Partindo de uma perspectiva que entende que a linguagem é ativa, produtora de realidades, que é ação, tenho observado, nos trabalhos que realizo que os pedidos emergem como um assunto importante. Cabe destacar que os elementos que os envolvem são: o que se pede, para quem e para quando. Frequentemente pergunto aos participantes das diferentes atividades que desenvolvo: como pedes? O mais comum é que no pedido feito não seja incluído, por exemplo, o tempo envolvido na realização (para quando?).

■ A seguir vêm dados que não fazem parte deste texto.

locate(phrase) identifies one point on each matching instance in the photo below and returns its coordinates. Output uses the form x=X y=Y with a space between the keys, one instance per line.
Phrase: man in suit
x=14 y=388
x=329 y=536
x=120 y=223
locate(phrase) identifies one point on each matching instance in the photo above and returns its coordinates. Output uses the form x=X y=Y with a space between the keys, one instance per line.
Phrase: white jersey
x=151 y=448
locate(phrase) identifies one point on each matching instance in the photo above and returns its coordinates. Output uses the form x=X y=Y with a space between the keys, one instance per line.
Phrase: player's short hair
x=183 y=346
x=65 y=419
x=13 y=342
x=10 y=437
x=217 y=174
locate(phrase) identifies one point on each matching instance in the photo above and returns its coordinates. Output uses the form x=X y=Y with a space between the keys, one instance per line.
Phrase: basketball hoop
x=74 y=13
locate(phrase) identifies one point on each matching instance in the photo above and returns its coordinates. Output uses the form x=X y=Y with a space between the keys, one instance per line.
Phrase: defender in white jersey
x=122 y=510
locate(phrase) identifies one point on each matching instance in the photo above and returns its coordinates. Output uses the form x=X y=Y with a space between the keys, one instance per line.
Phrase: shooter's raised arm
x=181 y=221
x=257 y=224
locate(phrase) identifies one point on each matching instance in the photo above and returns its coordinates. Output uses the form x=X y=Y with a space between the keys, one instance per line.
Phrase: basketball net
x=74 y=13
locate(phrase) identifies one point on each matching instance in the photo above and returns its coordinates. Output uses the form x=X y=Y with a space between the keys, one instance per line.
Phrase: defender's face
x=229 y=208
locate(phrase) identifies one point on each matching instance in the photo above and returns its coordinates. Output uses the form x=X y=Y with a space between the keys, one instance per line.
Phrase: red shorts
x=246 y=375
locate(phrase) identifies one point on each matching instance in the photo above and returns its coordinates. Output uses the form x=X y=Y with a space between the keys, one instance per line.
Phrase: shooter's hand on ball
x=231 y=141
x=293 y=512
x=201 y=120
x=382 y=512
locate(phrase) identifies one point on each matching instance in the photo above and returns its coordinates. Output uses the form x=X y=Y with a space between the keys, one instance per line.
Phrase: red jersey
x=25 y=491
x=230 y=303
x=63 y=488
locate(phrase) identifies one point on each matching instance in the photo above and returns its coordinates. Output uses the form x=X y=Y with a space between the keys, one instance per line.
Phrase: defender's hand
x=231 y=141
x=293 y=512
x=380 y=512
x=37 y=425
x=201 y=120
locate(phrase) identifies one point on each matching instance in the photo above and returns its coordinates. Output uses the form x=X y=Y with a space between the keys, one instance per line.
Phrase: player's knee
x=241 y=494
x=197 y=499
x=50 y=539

Então surgem pedidos que devem ser realizados “o mais rápido possível” ou “pedidos para ontem” e por aí vai. Certa vez numa capacitação para vendedores, em que pretendia desenvolver habilidades comunicacionais, fiz um exercício que se baseava na seguinte pergunta: quando te dizem o mais rápido possível o que entendes, o que significa para ti? Para alguns significava um dia, para outros três dias, para outros uma semana e por aí vai. Também lembro uma sessão de coaching em que apareceu uma nova caracterização: o “pedido geral”.

Quando busquei entender do que se tratava pude perceber que era um pedido sem especificações, dirigido a todos da equipe, e que, como previsto, não traria nenhum resultado concreto, ninguém se responsabilizaria. O que num primeiro momento parece até brincadeira, quando se analisa as consequências dessas imprecisões pode-se perceber que são as responsáveis por estados de ânimo de ressentimentos, de desânimos, etc...

Outro aspecto interessante que tenho observado, me mantendo no mesmo âmbito dos pedidos, é com relação à seriedade dos mesmos. A que me refiro com isso? Neste caso faço menção aquele pedido que pode ser feito, por exemplo, na sexta feira, sendo que sua realização implica em uma dedicação importante no fim de semana. Então, chega segunda feira e se procede a entrega do que foi solicitado.

O que se observa na continuação é que aquele relatório, que comprometeu grande parte do tempo destinado ao descanso do funcionário, está na mesa sem ter sido tocado. O que se logra com isso ou que implicações isso acarreta? É bastante provável que na próxima vez em que se solicite algo, que este não se realize. A reflexão associada é: “Por que vou me estressar realizando algo se depois o tal documento solicitado ou não foi revisado, ou não era tão importante e urgente como parecia?”.

Diante desses aspectos, rapidamente pincelados, destaco a importância de que se cuide mais da comunicação, das “conversas” que se realizam dentro e fora dos espaços de trabalho, pois elas podem ser responsáveis pela produção de estados de ânimo negativos, que fecham possibilidades, além de produzirem descoordenações e desperdícios. Como consequência deste ambiente que se apresenta e se produz como pouco motivador, e em busca de soluções quase “mágicas”, gastam-se grandes quantidades de recursos com palestras motivacionais, cujo resultado não se mantém nem mesmo uma semana. O que não se percebe, com essa forma de atuar, ou melhor, de solucionar problemas, é que a não motivação está sendo criada e produzida ali mesmo, no próprio ambiente de trabalho e que pode ser evitada com ações muito simples.

Bibliografia consultada:

ECHEVERRIA, Rafael. Ontologia del lenguaje. Dolmen Ediciones. Santiago de Chile. 1997.